We performed a retrospective review of all patients treated at the University of Virginia Hospital between March 2001 and December 2012. All patients who underwent craniotomy for resection of meningiomas were included in the study. Five patients were excluded due to incomplete records (*n* = 2), treatment with radiosurgery only (*n* = 1), or final pathology other than meningioma (*n* = 2). Inpatient and outpatient medical charts and imaging were reviewed for patient characteristics, pathologic details, intraprocedural and intraoperative findings, complications, and outcomes. Operative notes were reviewed for any comments made by the surgeon as to the ease or difficulty of the resection. The study was approved by the local institutional review board.

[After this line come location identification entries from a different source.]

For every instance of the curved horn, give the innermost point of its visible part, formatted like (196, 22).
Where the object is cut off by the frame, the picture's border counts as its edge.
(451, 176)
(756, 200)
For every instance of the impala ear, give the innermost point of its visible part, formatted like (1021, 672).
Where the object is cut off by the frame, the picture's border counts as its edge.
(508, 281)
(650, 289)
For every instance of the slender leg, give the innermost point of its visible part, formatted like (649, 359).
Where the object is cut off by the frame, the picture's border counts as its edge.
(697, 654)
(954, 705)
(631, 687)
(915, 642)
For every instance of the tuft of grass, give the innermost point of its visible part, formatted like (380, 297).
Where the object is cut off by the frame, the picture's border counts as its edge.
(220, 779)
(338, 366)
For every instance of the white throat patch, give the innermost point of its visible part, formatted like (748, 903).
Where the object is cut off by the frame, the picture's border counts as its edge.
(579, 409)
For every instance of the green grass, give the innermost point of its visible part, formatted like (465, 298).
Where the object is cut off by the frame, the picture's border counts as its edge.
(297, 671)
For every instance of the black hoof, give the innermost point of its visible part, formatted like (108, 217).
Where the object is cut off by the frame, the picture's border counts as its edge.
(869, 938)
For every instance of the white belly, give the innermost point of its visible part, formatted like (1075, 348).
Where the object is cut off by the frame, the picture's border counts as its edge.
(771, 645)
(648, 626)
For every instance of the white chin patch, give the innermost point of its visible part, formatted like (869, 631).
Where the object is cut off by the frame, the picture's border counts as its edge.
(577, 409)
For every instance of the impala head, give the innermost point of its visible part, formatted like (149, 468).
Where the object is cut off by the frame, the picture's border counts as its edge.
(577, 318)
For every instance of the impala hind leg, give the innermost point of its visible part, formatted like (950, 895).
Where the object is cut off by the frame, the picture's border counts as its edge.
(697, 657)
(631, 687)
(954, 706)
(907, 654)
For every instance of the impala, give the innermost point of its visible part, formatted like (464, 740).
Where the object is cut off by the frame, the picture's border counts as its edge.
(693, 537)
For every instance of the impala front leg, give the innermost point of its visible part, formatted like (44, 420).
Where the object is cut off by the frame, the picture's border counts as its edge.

Maximal tumor diameter was measured on preoperative imaging studies and taken as the largest measurement in either the coronal, axial, or sagittal plane. Tumors were categorized according to location, and previous treatments were noted. Embolization characteristics, including embolized vessel, method of embolization, estimated percentage of tumor devascularization, and procedure-related complications, were noted. The extent of surgical resection, operative blood loss, and operative time were recorded. In most cases, the extent of tumor resection was recorded in the operative notes, based on the operating surgeon's estimate at the time of surgery. In cases in which no estimate was made, the extent of resection was estimated by the primary author based on review of operative reports and pre- and postoperative imaging. “Gross total” resection was defined as excision without visual residual tumor and lack of residual tumor on postoperative imaging; “sub-total” resection was defined as either residual tumor at operation ≤10% of the total tumor volume or signs of residual tumor on postoperative imaging; “partial” resection included resection of <90% of tumor by report or postoperative imaging. Postoperative treatments and perioperative complications were also analyzed by the treatment group.

### Patient Selection

Selection of patients for preoperative angiography was made on an individualized patient basis based on the treating neurosurgeon's preference and practice. Embolization was performed after assessment of diagnostic images by the treating interventional radiologist. Selection of patients for preoperative embolization was not formalized as an institutional protocol. Nevertheless, the following principles were generally followed in selection of patients for preoperative embolization: patients with meningiomas located at the sphenoid wing, convexity, or parasagittal locations; or those with meningiomas with imaging characteristics indicative of hypervascularization.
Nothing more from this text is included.